In a recent decision, on remand for a damages trial in a hotly contested patent case, a California federal court has ruled that Professor Robert Mnookin, a leading negotiation theorist and Harvard Professor, may testify as an expert on patent damages. In permitting negotiation theory to serve as the basis for establishing reasonable royalties in a patent case, the court has given this mediation guru an entirely new role, and has held that negotiation theory is one acceptable basis for assessing reasonable royalties in a patent case. The court has created a new use for mediation knowledge and a new opportunity for mediation and negotiation theorists. The ruling grew out of a challenge to Professor Mnookin’s qualifications to testify under Daubert, the case that requires federal trial courts to act as the gatekeeper for expert testimony and to determine whether the qualifications and basis for the proposed expert testimony meet generally accepted scientific principles. In Lucent Technologies, Inc. v. Microsoft Corporation, No 07 CV 2000 (SD Cal. June 16, 2011), the court held that negotiation theory is sufficiently well-established and accepted in the scientific community to withstand a Daubert challenge. Lucent contended that Professor Mnookin’s real-world negotiation analysis would conflict with the hypothetical approach typical in patent damages analysis because:
Under this [negotiation] theory, two parties come to a negotiation with their ‘best alternative to a negotiated Agreement’ (“BATNA”) and a reservation price. . . The two parties will only come
to an agreement if there is an overlap between their ‘zone of potential agreement’(“ZOPA”).
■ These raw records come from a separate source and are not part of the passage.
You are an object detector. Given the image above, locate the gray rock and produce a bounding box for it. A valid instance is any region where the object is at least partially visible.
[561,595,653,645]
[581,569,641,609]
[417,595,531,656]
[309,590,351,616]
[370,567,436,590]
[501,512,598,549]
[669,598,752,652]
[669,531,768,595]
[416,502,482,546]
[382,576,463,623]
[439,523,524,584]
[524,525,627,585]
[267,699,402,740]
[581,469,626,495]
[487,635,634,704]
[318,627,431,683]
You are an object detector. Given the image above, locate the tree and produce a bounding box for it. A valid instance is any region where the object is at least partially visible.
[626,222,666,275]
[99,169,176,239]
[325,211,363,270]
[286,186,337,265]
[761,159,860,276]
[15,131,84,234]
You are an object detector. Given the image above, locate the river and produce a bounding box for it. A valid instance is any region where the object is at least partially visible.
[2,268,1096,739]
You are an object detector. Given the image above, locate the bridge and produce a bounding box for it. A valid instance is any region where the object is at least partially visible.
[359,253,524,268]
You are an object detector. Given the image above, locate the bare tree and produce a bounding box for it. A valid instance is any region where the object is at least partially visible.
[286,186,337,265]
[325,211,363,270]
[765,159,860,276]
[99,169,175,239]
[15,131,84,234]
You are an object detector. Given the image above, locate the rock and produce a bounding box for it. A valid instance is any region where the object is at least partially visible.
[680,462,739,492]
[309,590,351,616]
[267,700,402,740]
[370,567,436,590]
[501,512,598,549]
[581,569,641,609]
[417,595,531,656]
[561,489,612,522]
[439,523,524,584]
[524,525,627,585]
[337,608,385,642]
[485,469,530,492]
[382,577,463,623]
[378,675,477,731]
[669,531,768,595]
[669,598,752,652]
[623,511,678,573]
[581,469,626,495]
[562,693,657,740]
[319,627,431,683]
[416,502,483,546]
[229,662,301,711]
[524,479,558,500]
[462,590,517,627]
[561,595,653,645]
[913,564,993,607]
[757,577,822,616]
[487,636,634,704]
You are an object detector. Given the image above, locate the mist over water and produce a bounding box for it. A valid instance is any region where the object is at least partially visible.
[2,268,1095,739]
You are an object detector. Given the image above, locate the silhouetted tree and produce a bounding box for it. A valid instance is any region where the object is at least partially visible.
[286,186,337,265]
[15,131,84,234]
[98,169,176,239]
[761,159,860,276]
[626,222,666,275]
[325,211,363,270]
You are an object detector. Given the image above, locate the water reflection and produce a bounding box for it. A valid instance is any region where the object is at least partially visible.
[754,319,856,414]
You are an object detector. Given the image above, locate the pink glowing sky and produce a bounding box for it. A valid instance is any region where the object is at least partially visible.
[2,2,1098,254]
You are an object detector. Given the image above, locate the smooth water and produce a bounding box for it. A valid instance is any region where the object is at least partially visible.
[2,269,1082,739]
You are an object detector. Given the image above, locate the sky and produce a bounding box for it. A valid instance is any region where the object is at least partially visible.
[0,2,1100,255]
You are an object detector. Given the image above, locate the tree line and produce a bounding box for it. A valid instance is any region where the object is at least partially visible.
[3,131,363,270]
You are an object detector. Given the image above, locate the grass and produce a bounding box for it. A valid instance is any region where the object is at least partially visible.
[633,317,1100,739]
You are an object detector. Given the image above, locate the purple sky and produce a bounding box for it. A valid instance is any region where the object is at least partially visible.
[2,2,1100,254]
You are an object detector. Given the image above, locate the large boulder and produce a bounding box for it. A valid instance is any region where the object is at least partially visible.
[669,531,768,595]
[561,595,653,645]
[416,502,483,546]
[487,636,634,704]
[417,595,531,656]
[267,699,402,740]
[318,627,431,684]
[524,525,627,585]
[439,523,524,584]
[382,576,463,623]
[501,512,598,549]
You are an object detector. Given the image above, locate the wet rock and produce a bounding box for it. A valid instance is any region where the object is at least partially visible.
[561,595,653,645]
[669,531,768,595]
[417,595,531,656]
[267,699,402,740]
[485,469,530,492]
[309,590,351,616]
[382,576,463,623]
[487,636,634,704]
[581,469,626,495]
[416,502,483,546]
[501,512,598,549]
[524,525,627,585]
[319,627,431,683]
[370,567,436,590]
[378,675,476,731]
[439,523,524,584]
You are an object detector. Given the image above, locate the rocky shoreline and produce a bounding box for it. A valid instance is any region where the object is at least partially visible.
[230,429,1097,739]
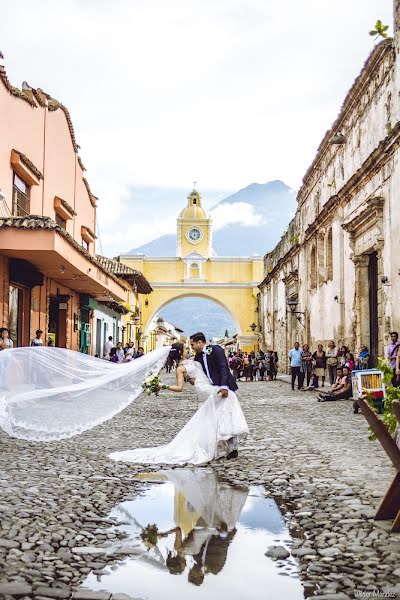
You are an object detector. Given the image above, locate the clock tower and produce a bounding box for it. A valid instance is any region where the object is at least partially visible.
[176,189,212,259]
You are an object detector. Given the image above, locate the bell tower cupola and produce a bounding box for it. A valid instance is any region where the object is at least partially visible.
[177,188,212,258]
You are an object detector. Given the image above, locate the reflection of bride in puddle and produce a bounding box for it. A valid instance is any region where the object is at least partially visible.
[139,469,248,585]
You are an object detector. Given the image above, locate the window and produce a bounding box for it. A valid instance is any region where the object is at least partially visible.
[310,246,317,289]
[190,263,200,279]
[326,227,333,279]
[318,233,325,284]
[56,213,67,229]
[13,173,30,217]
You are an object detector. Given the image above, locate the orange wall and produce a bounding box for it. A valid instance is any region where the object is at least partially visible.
[0,73,96,254]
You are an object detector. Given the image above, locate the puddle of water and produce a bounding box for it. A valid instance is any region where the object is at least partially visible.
[82,469,304,600]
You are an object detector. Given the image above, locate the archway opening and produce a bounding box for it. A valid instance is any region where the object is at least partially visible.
[152,296,240,341]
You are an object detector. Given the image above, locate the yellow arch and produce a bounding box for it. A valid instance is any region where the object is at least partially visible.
[143,290,242,335]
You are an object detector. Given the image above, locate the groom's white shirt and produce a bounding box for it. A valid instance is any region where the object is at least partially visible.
[203,348,229,390]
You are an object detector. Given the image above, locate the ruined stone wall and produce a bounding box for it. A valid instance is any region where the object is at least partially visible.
[260,40,400,368]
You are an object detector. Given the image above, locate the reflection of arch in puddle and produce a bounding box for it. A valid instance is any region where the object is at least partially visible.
[80,468,303,600]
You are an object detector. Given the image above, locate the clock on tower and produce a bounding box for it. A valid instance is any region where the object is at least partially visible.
[177,189,212,257]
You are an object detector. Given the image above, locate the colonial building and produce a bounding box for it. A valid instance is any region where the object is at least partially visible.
[0,58,135,352]
[91,254,153,358]
[259,15,400,368]
[118,185,262,350]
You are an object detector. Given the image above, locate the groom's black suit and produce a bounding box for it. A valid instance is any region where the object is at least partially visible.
[194,345,238,392]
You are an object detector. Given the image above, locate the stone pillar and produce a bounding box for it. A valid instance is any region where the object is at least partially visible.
[352,254,370,352]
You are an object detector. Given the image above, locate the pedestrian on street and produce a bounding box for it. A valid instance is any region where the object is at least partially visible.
[115,342,125,362]
[300,344,312,391]
[269,350,278,380]
[393,346,400,387]
[125,342,136,360]
[325,340,338,385]
[312,344,326,387]
[289,342,302,390]
[104,335,114,360]
[31,329,43,346]
[230,352,242,381]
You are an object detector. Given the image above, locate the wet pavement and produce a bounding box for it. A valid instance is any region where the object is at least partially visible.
[83,469,303,600]
[0,375,400,600]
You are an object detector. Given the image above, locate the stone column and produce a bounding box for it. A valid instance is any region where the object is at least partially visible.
[351,254,370,352]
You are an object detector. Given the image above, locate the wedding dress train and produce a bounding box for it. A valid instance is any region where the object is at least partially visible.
[109,360,249,465]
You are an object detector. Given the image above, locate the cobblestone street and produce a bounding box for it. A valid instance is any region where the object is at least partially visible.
[0,376,400,600]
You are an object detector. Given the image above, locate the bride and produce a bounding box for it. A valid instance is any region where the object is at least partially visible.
[109,343,249,465]
[0,344,248,465]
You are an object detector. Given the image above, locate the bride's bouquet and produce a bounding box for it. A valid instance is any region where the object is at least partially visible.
[142,371,161,396]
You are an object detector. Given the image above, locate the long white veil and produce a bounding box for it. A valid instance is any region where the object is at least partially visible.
[0,346,170,442]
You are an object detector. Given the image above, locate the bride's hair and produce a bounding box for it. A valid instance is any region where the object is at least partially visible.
[167,342,184,365]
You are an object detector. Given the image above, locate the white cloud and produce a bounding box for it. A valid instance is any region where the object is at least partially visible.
[0,0,392,252]
[211,202,266,231]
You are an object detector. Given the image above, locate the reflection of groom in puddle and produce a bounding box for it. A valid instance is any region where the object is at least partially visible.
[161,517,236,586]
[153,469,248,585]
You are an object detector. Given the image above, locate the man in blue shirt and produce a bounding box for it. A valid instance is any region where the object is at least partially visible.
[289,342,302,390]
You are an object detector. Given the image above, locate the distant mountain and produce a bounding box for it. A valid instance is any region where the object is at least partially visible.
[128,181,296,339]
[127,181,296,256]
[160,297,237,340]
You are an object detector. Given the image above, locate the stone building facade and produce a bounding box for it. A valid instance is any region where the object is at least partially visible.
[259,12,400,369]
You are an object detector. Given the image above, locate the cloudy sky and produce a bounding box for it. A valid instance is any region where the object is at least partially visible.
[0,0,392,254]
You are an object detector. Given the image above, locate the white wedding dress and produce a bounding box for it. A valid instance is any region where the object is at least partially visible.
[109,360,249,465]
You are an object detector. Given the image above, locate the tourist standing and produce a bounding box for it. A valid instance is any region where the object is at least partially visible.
[31,329,43,346]
[103,335,114,360]
[115,342,125,362]
[230,352,242,381]
[312,344,326,387]
[325,340,338,385]
[0,327,14,350]
[289,342,302,390]
[300,344,312,390]
[269,350,278,380]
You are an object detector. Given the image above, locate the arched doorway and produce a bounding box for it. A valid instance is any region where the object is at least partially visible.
[144,293,241,339]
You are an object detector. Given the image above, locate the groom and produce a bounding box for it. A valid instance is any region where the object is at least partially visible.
[190,332,238,458]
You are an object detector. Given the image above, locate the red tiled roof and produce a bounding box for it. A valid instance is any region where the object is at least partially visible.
[96,254,153,294]
[0,215,126,289]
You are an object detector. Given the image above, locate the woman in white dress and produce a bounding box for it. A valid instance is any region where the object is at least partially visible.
[109,343,249,465]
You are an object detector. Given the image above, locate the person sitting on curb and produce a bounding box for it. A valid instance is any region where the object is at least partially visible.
[318,367,353,402]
(Id.) Lucent argues that this theory ignores that the hypothetical negotiation between two
parties should (1) assume the patent is valid and infringed, (2) allow parties to walk away, and
(3) ignores information about the ‘Book of Wisdom.’
(Slip. Op. at 8.)
The court rejected the contention that the royalty calculation had to be based exclusively on the hypothetical negotiation that would have taken place before the infringement. According to the court, the hypothetical negotiation was not the only approach:
[T]here is no single correct approach at calculating reasonable royalties. . . Both Lucent and Microsoft agree that Professor Mnookin is well versed and qualified in the area of negotiation theory. . . Professor Mnookin’s negotiation that he applies to the facts of this case is widely accepted in the scientific community and has been published in many journals. . . The Court concludes that Professor Mnookin’s negotiation theory is based on reliable principles and methods. [internal citations omitted]
(Slip. Op. at 9.)
However, the Court seems to ignore the fact that although Professor Mnookin may understand how negotiations work, his only understanding of what either Lucent or Microsoft would be willing to offer must come from evidence equally available to the judge and jury – is the negotiation theory information sufficient to pinpoint the reasonable royalty? It is no small irony that negotiation theory that depends on assumptions about the risk assessed value of litigation for its analysis of the best alternative to a negotiated agreement (BATNA) is now going to serve as the foundation for establishing that value. Mediators and negotiation experts may have a new role to play. Professor Mnookin has crossed over. Will negotiation specialists appear as experts in other damages cases? It will be interesting to see how things develop.